If you are considering purchasing a hearing aid, or you are a new hearing aid wearer, all the information can be daunting and overwhelming! There are a lot of things to remember, but wearing and taking care of a hearing aid does not have to be complicated. That said, there are a few things you should keep in mind when caring for the hearing aid, as well as a few supplies that are helpful to keep on hand.
Cleaning the hearing aid
You will want to clean your hearing aid every morning before you put it into the ear. The reason I recommend cleaning it in the morning versus the night before is that w
hen you take it out of your ear the night before, if there is wax on it or in it, the wax will still be warm and soft and sticky.
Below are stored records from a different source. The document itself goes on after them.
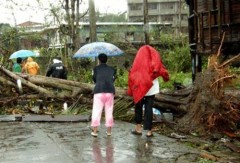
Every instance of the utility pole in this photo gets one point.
(180, 17)
(92, 21)
(145, 20)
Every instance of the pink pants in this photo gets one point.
(100, 101)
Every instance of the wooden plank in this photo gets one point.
(56, 118)
(10, 118)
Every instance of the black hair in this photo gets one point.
(102, 58)
(19, 60)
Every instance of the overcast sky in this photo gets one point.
(29, 10)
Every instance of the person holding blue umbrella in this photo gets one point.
(17, 65)
(104, 90)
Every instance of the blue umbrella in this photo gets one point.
(95, 48)
(22, 54)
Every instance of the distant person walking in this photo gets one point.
(17, 65)
(104, 90)
(31, 67)
(57, 70)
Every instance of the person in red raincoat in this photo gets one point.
(143, 84)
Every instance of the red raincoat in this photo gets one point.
(146, 67)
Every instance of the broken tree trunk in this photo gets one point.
(210, 108)
(48, 87)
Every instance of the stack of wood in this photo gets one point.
(55, 91)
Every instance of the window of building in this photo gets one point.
(152, 6)
(153, 18)
(167, 5)
(130, 36)
(167, 18)
(134, 7)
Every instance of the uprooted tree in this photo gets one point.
(206, 106)
(211, 107)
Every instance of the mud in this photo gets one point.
(72, 143)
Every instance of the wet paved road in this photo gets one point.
(30, 142)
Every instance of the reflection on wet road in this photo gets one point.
(72, 143)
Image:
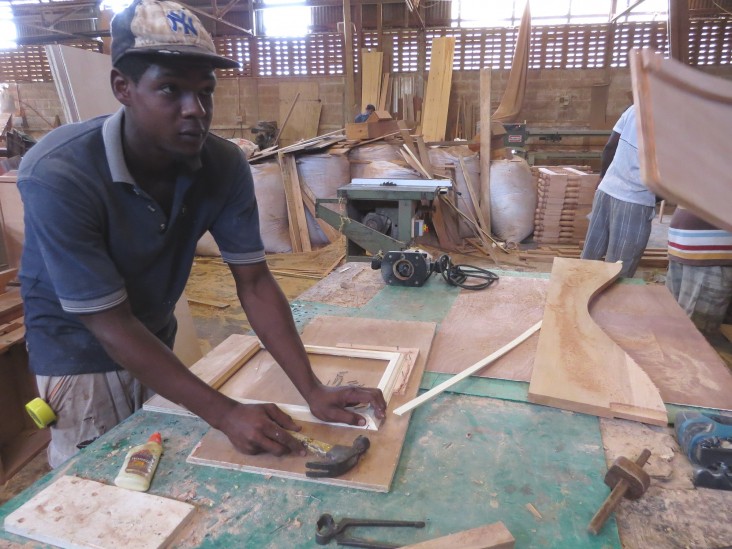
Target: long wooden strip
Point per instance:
(371, 62)
(78, 513)
(669, 95)
(469, 371)
(577, 366)
(298, 224)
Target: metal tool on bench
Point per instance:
(627, 479)
(328, 529)
(379, 215)
(337, 459)
(706, 439)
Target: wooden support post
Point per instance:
(485, 146)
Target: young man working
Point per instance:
(113, 210)
(623, 208)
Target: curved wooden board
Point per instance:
(694, 173)
(577, 366)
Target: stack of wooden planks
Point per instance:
(564, 201)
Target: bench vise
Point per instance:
(706, 439)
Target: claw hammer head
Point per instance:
(337, 459)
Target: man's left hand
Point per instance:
(329, 403)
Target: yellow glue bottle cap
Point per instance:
(40, 412)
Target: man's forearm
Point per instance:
(131, 345)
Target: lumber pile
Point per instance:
(564, 201)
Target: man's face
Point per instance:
(171, 107)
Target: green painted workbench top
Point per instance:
(467, 461)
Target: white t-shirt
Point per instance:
(622, 179)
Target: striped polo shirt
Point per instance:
(693, 241)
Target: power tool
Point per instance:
(706, 439)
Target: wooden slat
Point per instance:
(577, 366)
(437, 95)
(298, 224)
(309, 198)
(491, 536)
(78, 513)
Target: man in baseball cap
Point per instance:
(114, 207)
(163, 28)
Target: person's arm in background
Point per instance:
(269, 314)
(608, 153)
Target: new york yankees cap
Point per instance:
(163, 28)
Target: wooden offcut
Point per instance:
(645, 320)
(245, 372)
(437, 95)
(371, 78)
(297, 222)
(577, 366)
(76, 513)
(299, 111)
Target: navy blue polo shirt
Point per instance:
(94, 239)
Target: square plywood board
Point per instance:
(644, 320)
(78, 513)
(376, 469)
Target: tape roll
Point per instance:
(40, 412)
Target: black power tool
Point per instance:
(706, 439)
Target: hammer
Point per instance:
(338, 459)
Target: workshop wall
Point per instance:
(554, 98)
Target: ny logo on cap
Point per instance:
(176, 18)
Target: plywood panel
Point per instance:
(577, 366)
(78, 513)
(437, 95)
(478, 323)
(376, 470)
(644, 320)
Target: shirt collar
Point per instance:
(112, 136)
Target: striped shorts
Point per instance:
(703, 292)
(618, 231)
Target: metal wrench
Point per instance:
(328, 529)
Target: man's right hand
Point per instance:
(261, 428)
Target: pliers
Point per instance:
(328, 529)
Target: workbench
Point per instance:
(475, 456)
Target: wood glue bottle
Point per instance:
(140, 465)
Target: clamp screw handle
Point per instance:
(612, 501)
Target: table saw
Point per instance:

If you wait to clean it in the morning, the wax will be dried and will flake out much more easily. Your hearing aid should come with a little brush or loop tool similar to the image on the right.
Use the loop end to gently clean the part of the hearing aid that goes down into your ear canal, then use the brush to brush the picked wax off of the aid. Ask your hearing healthcare professional to show you the best way to clean your instrument.
Sanitizing the hearing aid
For those of us who live in hot or humid climates, it can be important to clean and sanitize the instruments regularly. DO NOT USE ALCOHOL OR ANTIBACTERIAL WIPES ON YOUR HEARING AIDS. The chemicals from these products are too harsh and can damage the casing on the aids. You do have the option to purchase some disinfecting wipes such as these. Using our disinfecting wipes made especially for hearing aid material will help keep your hearing aid from developing a musty smell and will also prevent the spread of germs and bacteria. Earwax can carry bacteria and diseases, not to mention fungus that can grow in the ear. Using a disinfecting wipe on the aids every day helps prevent the spread of this.
Removing moisture from the hearing aid
One of the biggest culprits of a dead hearing aid is humidity and moisture. Moisture gets into the tubing and the circuitry of the hearing aids and can block sound from getting through or can corrode and damage the innards of the aids. One helpful way to prevent this from occurring is by placing the hearing aids in a dehumidifier at night while you sleep. There are several options out there, as far as dehumidifiers go. We offer a Dehumidifier jar for $10. A desiccant inside the jar can be reheated in a microwave or oven to be reactivated when several months have passed, so this is an economical solution. There are electric dry and store humidifiers that will run you $150-300, but not everyone’s budget can afford that.
While there is a lot to remember about caring for a hearing aid, it can be a relatively simple and easy process. With just a few of the right tools, your hearing aid maintenance will be simple and effective.